Gilbert terbengong. Ia hampir saja tidak mempercayai pendengarannya, kalau saja ia tidak ingat bahwa pagi ini Gilbird baru saja membantunya membersihkan telinga—jadi tidak mungkin pendengarannya salah. "Itu? Hukuman untukku? Kupikir kau akan memberiku hukuman yang jauh lebih awesome!" Ia meremehkan, dasar.

Roderich hanya mengangguk, "Yeah. Untuk kali ini saja. Ada beberapa pertanyaan, dan—kutekankan sekali lagi—kau harus menjawab dengan jelas dan jujur."

"Jujur itu awesome," gumam Gilbert, sembari melemaskan posisi duduknya.

"Hmm," Roderich berpikir. Ada beberapa pertanyaan yang berputar di otaknya, ia sendiri bingung mau melontarkan yang mana terlebih dahulu. "Ah!" Sekian detik, dan ia sudah memutuskan. "Pertanyaan pertama: Kenapa kau selalu menyebut aku sebagai seorang gay, sementara aku sudah pernah menikah dan bersatu dengan Hungary?"

"Sungguh, pertanyaanmu itu tidak awesome sekali. Kupikir kau akan menanyakan kebiasaan aneh Ludwig, misalnya—kalau kau ingin mengetahuinya," timpal Gilbert.

"Aku tidak tertarik dengan itu," timpal Roderich, "Hei, kau hanya perlu menjawab! Apa itu sulit?"

"Oke, oke," gumam si albino. "Karena ... yah, karena wajahmu terlihat seperti itu."

Empat buah siku-siku tebal pun tampak di kepala Roderich. "Kau ini hanya membuat kesal saja," gumam Roderich, sembari berusaha menahan diri. Sementara Gilbert tertawa lepas kala itu.

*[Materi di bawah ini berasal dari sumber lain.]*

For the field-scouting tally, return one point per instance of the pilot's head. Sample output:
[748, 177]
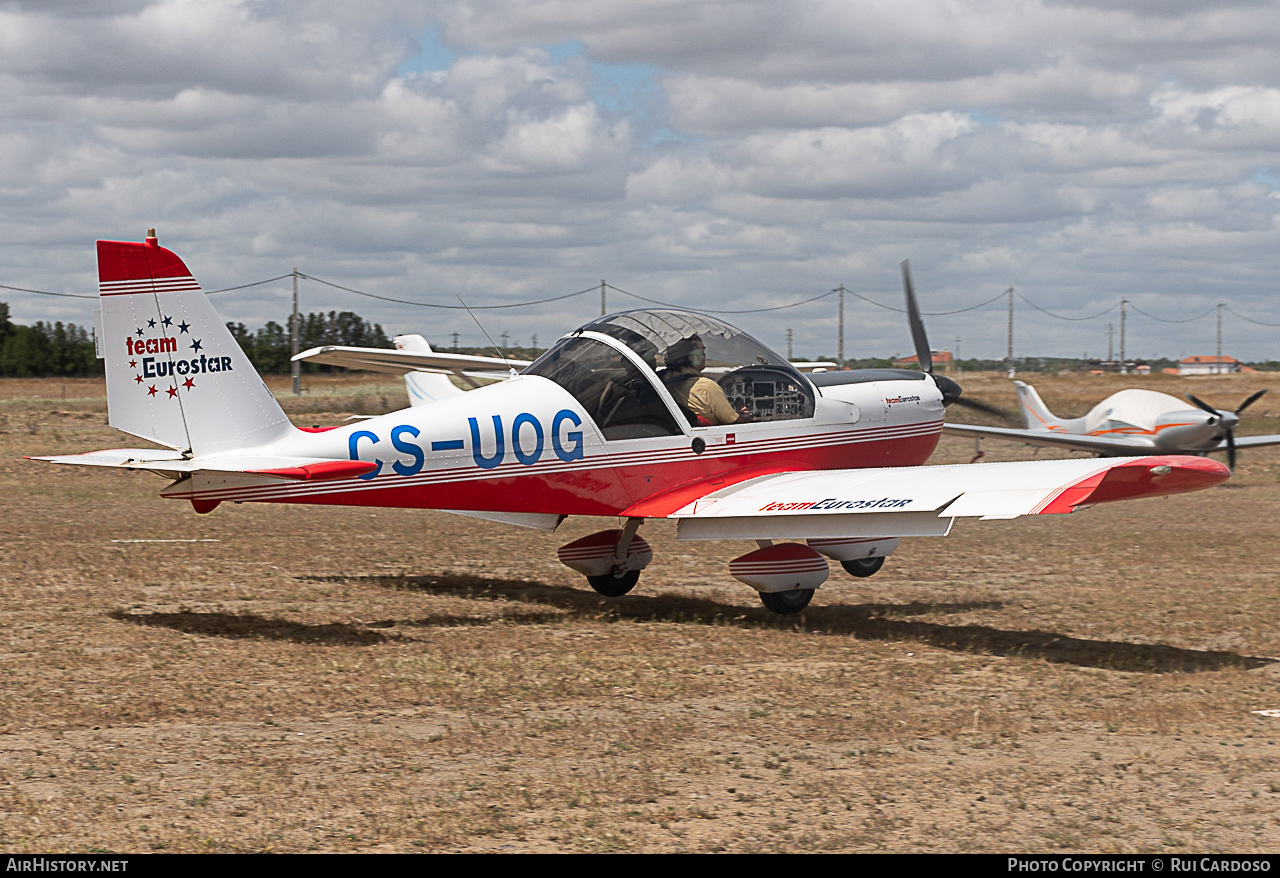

Roderich terdiam sekian detik, sebelum akhirnya melanjutkan, "Aku mau jawaban yang sebenarnya, Gilbert."

Gilbert berhenti tertawa, sebenarnya wajah Roderich yang sangat serius kala itulah yang menginterupsi dirinya. "Itu jawaban yang bisa kuberikan," katanya.

"Jujur?"

"Y-ya."

Kedua mata Roderich memincing, mencari setitik kebohongan dalam wajah Gilbert—dan ada satu hal yang ia temukan: Gilbert sangat payah dalam menyembunyikan kebohongan. Buktinya, ia sudah sepucat ini.

Roderich akhirnya berbicara setelah sebelumnya mengakhiri tatapan memincingnya, "Gilbert—seperti katamu—orang yang berbohong itu tidak awe—"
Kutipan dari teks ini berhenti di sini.